Daley learned the importance of having a broad skillset while growing up in Lewiston in southeast Minnesota.
“My father was a dairy farmer,” she says. “He would hire the boys in my class to help him in the fields. I figured if he could pay the boys to drive the tractors and drive the trucks, I could do it, too. I did a lot of disking and plowing. The first all-nighters I did were with my dad in the field.”
She enjoyed it. Life was simple back then. Hard, but simple. “When it’s time to plant, it’s time to plant. When it’s time to harvest, it’s time to harvest,” Daley says.
And yes, she spent some time snowmobiling.
“We never owned a snowmobile because my mother always complained that they broke down, back in those days, in the 1970s, but my friends all had Arctic Cats, my uncles had Arctic Cats,” she says. “We also had an ATC, that’s what they were called back in the day before they were four-wheelers. The ATCs were three-wheelers and were Hondas. We had a blast growing up on that thing—racing around, tearing up the yard.”
Her mother was the state director of a rural economic development agency, and both her parents were active in the farm movement. They did plenty of sit-ins with the late Sen. Paul Wellstone, whom Daley remembers fondly. “He understood what people needed and how to motivate them,” she says.
After high school, she took the money she earned from her father and as a bookkeeper for a grain elevator and headed to the University of Minnesota, where she earned two degrees, one in political science and one in agricultural business administration. She went on to earn a postgraduate diploma in agricultural economics from the University of Reading in England before returning home for law school.

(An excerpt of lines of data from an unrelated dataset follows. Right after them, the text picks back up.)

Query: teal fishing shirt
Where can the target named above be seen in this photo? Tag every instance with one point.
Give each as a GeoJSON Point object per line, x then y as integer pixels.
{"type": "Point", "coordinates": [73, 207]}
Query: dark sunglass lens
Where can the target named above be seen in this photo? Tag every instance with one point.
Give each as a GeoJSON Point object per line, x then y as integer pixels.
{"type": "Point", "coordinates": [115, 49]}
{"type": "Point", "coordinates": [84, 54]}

Law had been on her mind since 10th grade.
“If you look at why this country works and why other countries around the world have troubles, it is because here we respect the law as a society. To be a part of that, to help people, to help companies understand the law to deal with their issues, seemed like a way to marry my beliefs with a career,” she says.
She set out to do policy work on farming issues, serving an internship with the Department of Agriculture in Washington, D.C., but returned with her then-boyfriend, now-husband to start a family in Minnesota. She wasn’t seeing opportunities in agriculture, so she accepted an offer from Robins Kaplan.
“I never thought I’d end up practicing at a private law firm. I just didn’t expect that it would be fun,” Daley says.
But in that first year she represented a consortium of banks that had loaned money to a sunflower seed processing plant; a group of turkey growers; and Polaris. The eclectic mix charmed her. Plus, with just two months of experience, she got a chance to third-chair a trial in front of Judge Miles Lord. Daley changed her mind about law firm life.
“When you get to do those kinds of things, it’s like, ‘Oh my gosh, this is so much fun,’” she says.
Her 4-H background helped.
“In 4-H you would have demonstration programs. You had to get up on stage and explain to your audience how to do something. You had to demonstrate it. You have to have your visuals. It’s a lot like trial,” Daley says.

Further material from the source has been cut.